By Emily Kulp, Opinions Editor
At the University of California, Berkeley, during the years of 1964 and 1965, the Free Speech Movement arose, a student protest against the school’s restriction of political activity. 52 years later, the University of California, Berkeley has been repeatedly linked to controversies representing a decline in freedom of speech.
In February, crowds of violent protesters at the university prevented Milo Yiannopoulos, ultra-conservative political commentator, from speaking. Now, another conservative commentator, Ann Coulter, has revealed she cancelled her scheduled appearance at the University of California, Berkley due to a lack of support and threats of violent protests. She recently communicated to the New York Times, “It’s a sad day for free speech.”
It is strange that the University of California, Berkeley, which was originally the site of prominent protests for free speech, has recently become a hotbed for protests and threats of violence in response to conservative speakers. Most college students and campuses tend to be liberal, but if we cannot accept the voices of those we do not agree with, are we really preserving free speech?

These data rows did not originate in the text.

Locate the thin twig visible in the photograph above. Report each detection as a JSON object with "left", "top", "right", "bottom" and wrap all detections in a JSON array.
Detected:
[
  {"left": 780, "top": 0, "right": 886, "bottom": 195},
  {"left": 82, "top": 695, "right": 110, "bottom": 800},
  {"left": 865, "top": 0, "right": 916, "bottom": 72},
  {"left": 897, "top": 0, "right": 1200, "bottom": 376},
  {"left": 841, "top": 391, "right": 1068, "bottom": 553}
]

Clearly, many students at the University of California, Berkley feel afraid or threatened by the ultra-conservative messages Milo Yiannopoulos and Ann Coulter bring to their campus. Yet fighting against these ideas with violence will not make them disappear. If the students of University of California, Berkeley continue to drive speakers with whom they disagree away from their campus, they will miss important conversations and moments to challenge and strengthen their own beliefs.
As I am sure that the students who participated in the Free Speech Movement at the University of California, Berkeley in the 1960s would agree, there is nothing selective about free speech. The hallmark of free speech is that we are all able to voice our opinions, no matter what we believe in. Of course, it is always the choice of student groups or the college itself whether they invite a speaker. Yet once a speaker has been invited, threatening their viewpoints with violence solves nothing. By discovering why a particular speaker is feared by a college community and proceeding to ask the speaker questions about their beliefs, students will learn far more than if they seek to shut out the speaker’s opinions with violence.
If the students of University of California, Berkeley value their ability to speak their minds, they should welcome new viewpoints at their college, especially those that differ from their own. Turning away visitors with violence or threats shows a lack of understanding of what it means to give everyone an equal chance to speak their minds. Free speech cannot exist selectively. It must either apply to all of us, or none of us. Instead of fearing difference, students must create dialogue with what is unknown to begin to expand their own and others’ viewpoints and, ultimately, honor the true meaning of free speech.